Utilizing computer memory to maximum
Solution 1:
The RAM used for a running task is only to store data. This is variables and stuff like that inside of your Python code. The CPU usage relates to the "thinking" of the program you are running.
So in this case, your program is doing a lot of thinking, but not a lot of storing.
Solution 2:
Your python program is CPU bottlenecked, not memory bottlenecked.
Think of it this way: Pretend you are writing a book with a pen on paper. You are writing as fast as you can. You can only write on one piece of paper at a time. Laying out 10 sheets of paper in front of you is not going to make you write ten times faster.
This is exactly what you are seeing. Your CPU is doing the "writing" as fast as it can. Hence it is at 100% utilization. The memory is the sheet of paper, which is the medium it works in.
If you want your program to run faster, you need more hands and/or write faster! If you had two hands, you could have one hand write the first chapter and the other hand write the next. Three hands? It can write the third chapter. All at the same time.

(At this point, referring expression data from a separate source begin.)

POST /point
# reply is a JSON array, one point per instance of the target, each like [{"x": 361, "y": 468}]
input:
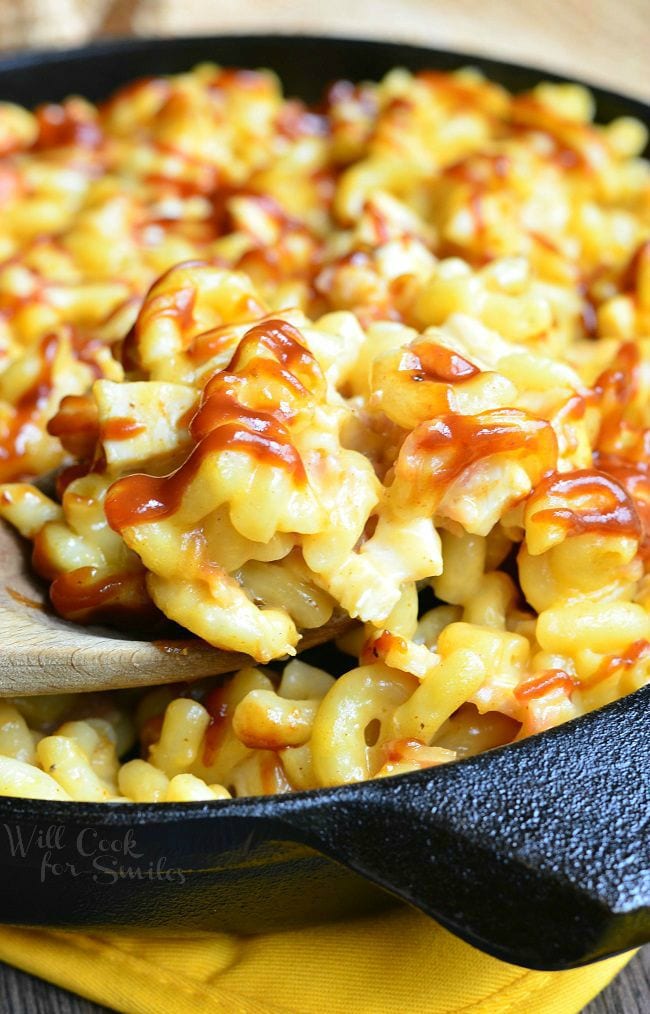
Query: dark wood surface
[{"x": 628, "y": 994}]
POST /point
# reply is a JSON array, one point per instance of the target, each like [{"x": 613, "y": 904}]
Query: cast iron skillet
[{"x": 537, "y": 853}]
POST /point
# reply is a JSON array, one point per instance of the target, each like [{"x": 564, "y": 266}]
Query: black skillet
[{"x": 537, "y": 853}]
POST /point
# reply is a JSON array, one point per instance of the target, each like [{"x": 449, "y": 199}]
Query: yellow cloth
[{"x": 398, "y": 962}]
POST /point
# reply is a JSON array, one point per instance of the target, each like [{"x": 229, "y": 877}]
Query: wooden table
[{"x": 606, "y": 42}]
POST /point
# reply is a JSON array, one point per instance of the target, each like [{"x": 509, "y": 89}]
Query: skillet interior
[{"x": 548, "y": 825}]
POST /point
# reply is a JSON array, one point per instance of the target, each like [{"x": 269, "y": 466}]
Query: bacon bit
[
  {"x": 414, "y": 751},
  {"x": 637, "y": 651},
  {"x": 219, "y": 711},
  {"x": 549, "y": 680},
  {"x": 436, "y": 362},
  {"x": 17, "y": 596},
  {"x": 150, "y": 732},
  {"x": 376, "y": 649}
]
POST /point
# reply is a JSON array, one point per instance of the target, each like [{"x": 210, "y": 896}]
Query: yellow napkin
[{"x": 398, "y": 962}]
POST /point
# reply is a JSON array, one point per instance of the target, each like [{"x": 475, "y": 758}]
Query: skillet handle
[{"x": 537, "y": 853}]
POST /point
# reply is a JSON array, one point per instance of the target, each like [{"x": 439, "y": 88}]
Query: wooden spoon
[{"x": 41, "y": 653}]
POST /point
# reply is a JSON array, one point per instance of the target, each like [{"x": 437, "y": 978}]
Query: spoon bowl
[{"x": 44, "y": 654}]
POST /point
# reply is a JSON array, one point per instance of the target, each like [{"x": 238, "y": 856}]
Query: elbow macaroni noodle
[{"x": 388, "y": 356}]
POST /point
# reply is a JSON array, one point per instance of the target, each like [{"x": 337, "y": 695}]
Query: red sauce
[
  {"x": 14, "y": 444},
  {"x": 156, "y": 85},
  {"x": 592, "y": 502},
  {"x": 67, "y": 124},
  {"x": 635, "y": 480},
  {"x": 551, "y": 679},
  {"x": 461, "y": 441},
  {"x": 631, "y": 275},
  {"x": 17, "y": 596},
  {"x": 68, "y": 476},
  {"x": 76, "y": 425},
  {"x": 223, "y": 423},
  {"x": 121, "y": 428},
  {"x": 441, "y": 364},
  {"x": 84, "y": 597},
  {"x": 150, "y": 732},
  {"x": 616, "y": 388}
]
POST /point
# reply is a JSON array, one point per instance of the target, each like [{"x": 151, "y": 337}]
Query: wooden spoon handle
[{"x": 42, "y": 654}]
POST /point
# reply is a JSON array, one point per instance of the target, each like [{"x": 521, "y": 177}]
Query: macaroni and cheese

Assuming the program can be broken down into multiple tasks (if it isnt already), you could accomplish this by writing a multithreaded Python application. However, how to do that is outside the scope of Superuser.com.
Since you CPU is pegged at 100% and multicore CPUs are the norm today, odds are your Python program is already multithreaded. This most likely means in order to run the program faster, you need more CPU cores and/or faster cores.